Though you might think that everyone enjoys hearing about the drunken adventures of a 9 to 5 filing clerk, you really should refrain from revealing every detail of your party lifestyle. Jaegerbombs at 2am and waking up on the wrong side of someone else's bed might be your idea of a good time but doesn't exactly scream "promote me!'

2) "This isn't how we did it at my old place."

While you think you're being helpful, you're actually echoing the sentiments of someone who compares their ex to the person their currently sharing a bed with. Constructive advice on how systems and services can be improved is by all means valid, but constantly harping on about your previous job could soon lead you right back there.

3) "I don't get paid to do that" / "that's not my job"

Often said in frustration, implying that certain jobs are below you or believing that your job role is fixed suggests that you're not a team player. There may be no I team, but there's certainly one in 'fired.'

4) "I don't get paid enough for this"

Closely related to 'that's not my job,' insinuating that your time is somehow worth more depending on what assignment you've been tasked with is likely to be counterproductive. You're probably thinking that saying this might encourage your employer to part with a few more pennies, but it's usually those who get their heads down without protesting who profit.

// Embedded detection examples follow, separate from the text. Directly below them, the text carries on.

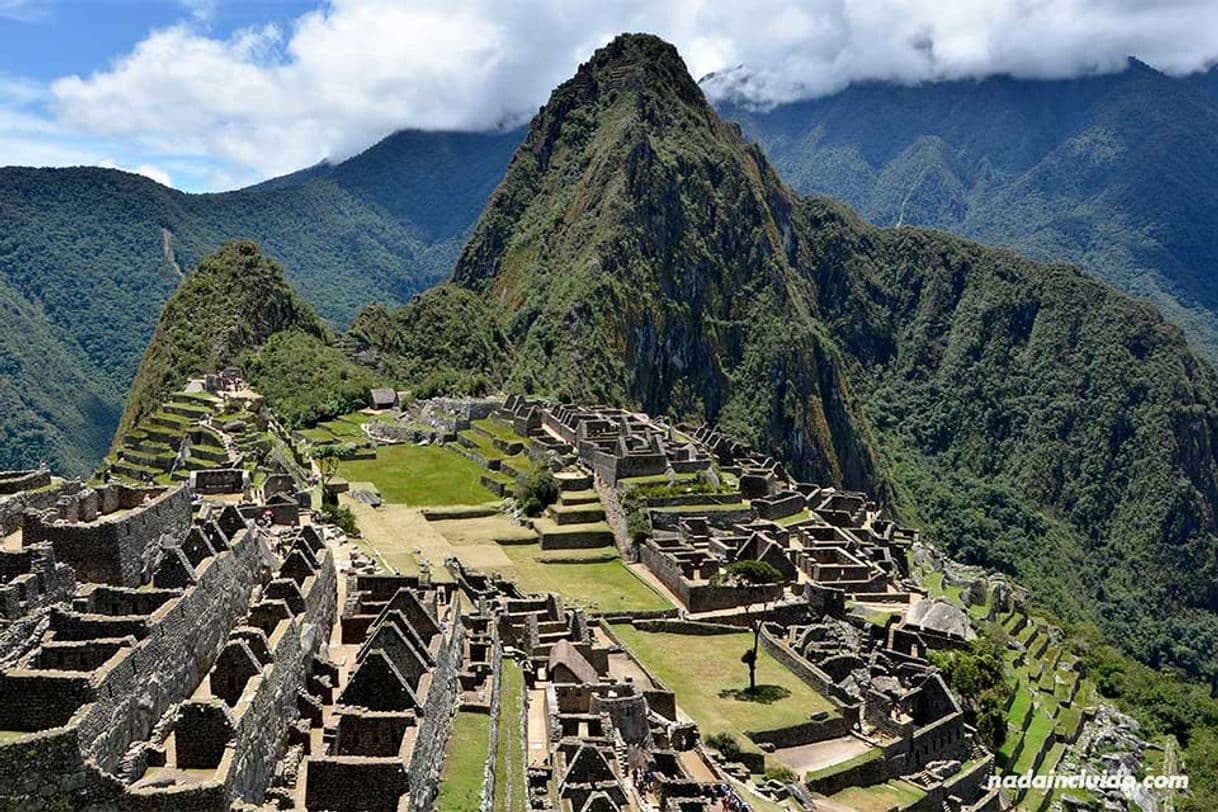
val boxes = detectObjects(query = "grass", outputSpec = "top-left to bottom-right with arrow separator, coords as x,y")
339,444 -> 495,506
613,623 -> 833,751
492,657 -> 529,812
804,747 -> 884,780
775,510 -> 812,527
829,780 -> 926,812
1007,709 -> 1054,774
503,544 -> 672,612
437,711 -> 491,810
470,418 -> 525,443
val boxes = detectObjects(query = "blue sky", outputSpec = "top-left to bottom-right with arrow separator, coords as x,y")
0,0 -> 1218,191
0,0 -> 317,80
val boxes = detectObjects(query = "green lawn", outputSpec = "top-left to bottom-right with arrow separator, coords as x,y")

5) "So two stereotypes walk into a bar."

Stop yourself right there. If you have to look around before opening your mouth, I'd recommend that you don't open your mouth at all. While the Richard Keys dictionary may list racism and sexism as synonyms for 'banter,' jokes and comments of poor taste can divide the office and hurt your popularity.

6) "I make a really good brew"

Admitting your superhuman tea and coffee making abilities is a classic rookie mistake as this will undoubtedly lead to more time spent at the kettle than at your desk. We all understand the need to ingratiate yourself to colleagues, especially if you're the office newbie, but the tea round can be tamed by no one and you'll soon find that it becomes a recurring inconvenience. Top tip; make a memorably bad brew when you first start and I guarantee you'll never be asked again.


It was once said that it is better to remain silent and appear a fool, than to open your mouth and remove all doubt. Now while this isn't the best of advice for a stadium announcer, it would perhaps make a fitting post-it-note around the border of your computer screen.